MySQL "NOT IN" query

I wanted to run a simple query to throw up all the rows of Table1 where a principal column value is not present in a column in another table (Table2).

I tried using:

SELECT * FROM Table1 WHERE Table1.principal NOT IN Table2.principal

This is instead throwing a syntax error. Google search led me to forums where people were saying that MySQL does not support NOT IN and something extremely complex needs to be used. Is this true? Or am I making a horrendous mistake?


To use IN, you must have a set, use this syntax instead:

SELECT * FROM Table1 WHERE Table1.principal NOT IN (SELECT principal FROM table2)
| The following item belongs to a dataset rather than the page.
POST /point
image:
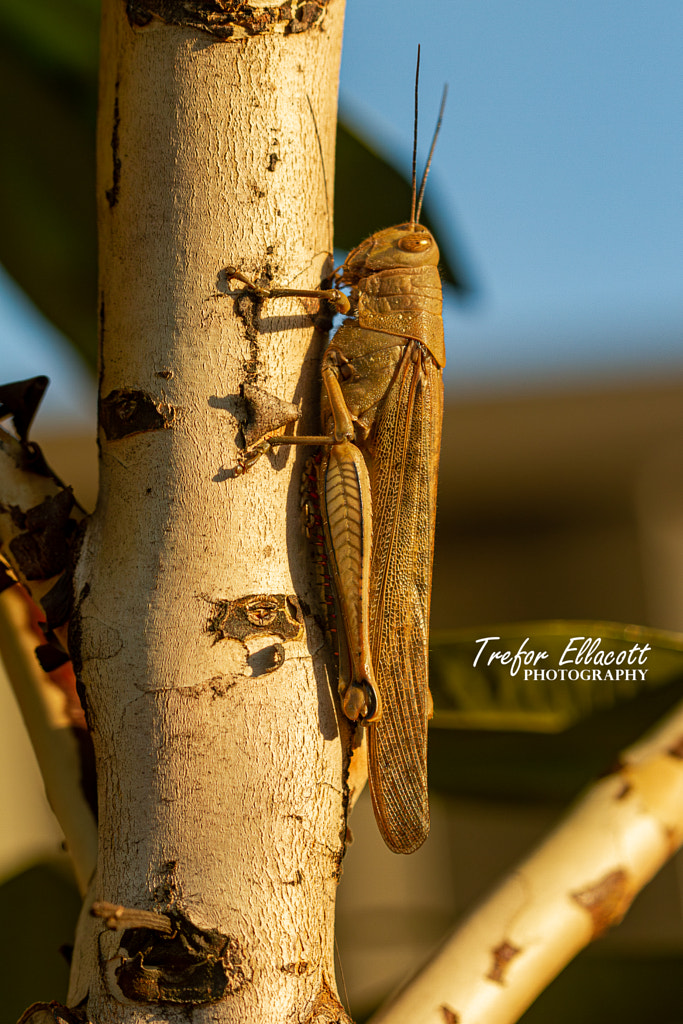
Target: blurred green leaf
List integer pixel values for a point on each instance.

The subquery option has already been answered, but note that in many cases a LEFT JOIN can be a faster way to do this:

SELECT table1.*
FROM table1 LEFT JOIN table2 ON table2.principal=table1.principal
WHERE table2.principal IS NULL

If you want to check multiple tables to make sure it's not present in any of the tables (like in SRKR's comment), you can use this:

SELECT table1.*
FROM table1
LEFT JOIN table2 ON table2.name=table1.name
LEFT JOIN table3 ON table3.name=table1.name
WHERE table2.name IS NULL AND table3.name IS NULL

NOT IN vs. NOT EXISTS vs. LEFT JOIN / IS NULL in MySQL

MySQL, as well as all other systems except SQL Server, is able to optimize LEFT JOIN / IS NULL to return FALSE as soon the matching value is found, and it is the only system that cared to document this behavior. […] Since MySQL is not capable of using HASH and MERGE join algorithms, the only ANTI JOIN it is capable of is the NESTED LOOPS ANTI JOIN

[…]

Essentially, [NOT IN] is exactly the same plan that LEFT JOIN / IS NULL uses, despite the fact these plans are executed by the different branches of code and they look different in the results of EXPLAIN. The algorithms are in fact the same in fact and the queries complete in same time.

[…]

It’s hard to tell exact reason for [performance drop when using NOT EXISTS], since this drop is linear and does not seem to depend on data distribution, number of values in both tables etc., as long as both fields are indexed. Since there are three pieces of code in MySQL that essentialy do one job, it is possible that the code responsible for EXISTS makes some kind of an extra check which takes extra time.

[…]

MySQL can optimize all three methods to do a sort of NESTED LOOPS ANTI JOIN. […] However, these three methods generate three different plans which are executed by three different pieces of code. The code that executes EXISTS predicate is about 30% less efficient […]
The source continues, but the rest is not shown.